Un millier d’hommes périrent dans les premières secondes du bombardement orbital du spatioport de Jericho Falls. La barge de bataille Stonebreaker des Iron Warriors tira trois salves de bombes à plasma sur les versants rocailleux entourant le spatioport, expédiant d’énormes morceaux de rochers à des centaines de mètres à la ronde et mettant hors d’état de nuire la quasi-totalité des silos avec une redoutable précision.

Les sirènes d’alarme retentissaient. Les servants d’armes se précipitaient à leurs postes, cherchant désespérément une cible dans les airs avant d’être à leur tour annihilés. Quelques torpilles sanctifiées à la hâte parvinrent tout de même à s’envoler dans le ciel orangé, accompagnées de puissants mais sporadiques tirs de laser.

D’autres bombes firent mouche, cette fois à l’intérieur du périmètre de Jericho Falls, vaporisant les bâtiments, creusant des cratères béants et formant de gigantesques nuages de poussière noire. Les flammes des structures incendiées éclairaient la fumée de l’intérieur, donnant à la scène un côté surréaliste. Des avions détruits jonchaient le sol tandis que ceux qui étaient parvenus à prendre les airs explosaient en vol en même temps que leurs munitions ou leurs réserves de kérosène soumises à de trop fortes températures.

Le bruit et la confusion étaient inimaginables ; le ciel, un rideau de flammes rouges et de fumée noire, transpercé de part en part par des traits de rayons laser.

Bon nombre d’obus s’étaient abattus sur le toit du hangar principal.
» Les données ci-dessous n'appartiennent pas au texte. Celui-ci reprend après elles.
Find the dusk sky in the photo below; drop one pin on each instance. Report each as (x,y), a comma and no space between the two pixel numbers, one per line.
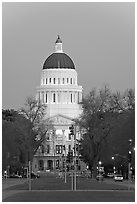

Sa structure blindée avait absorbé l’essentiel des dégâts, mais de longues zébrures commençaient à zigzaguer le long de ses contreforts.

Les pistes d’atterrissage étaient noyées dans les flammes, et les réservoirs de kérosène, qui avaient connu un sort semblable, dégageaient d’énormes volutes d’une fumée aussi noire qu’épaisse, de sorte qu’on se serait cru la nuit.

Hydra Cordatus était devenu un véritable enfer.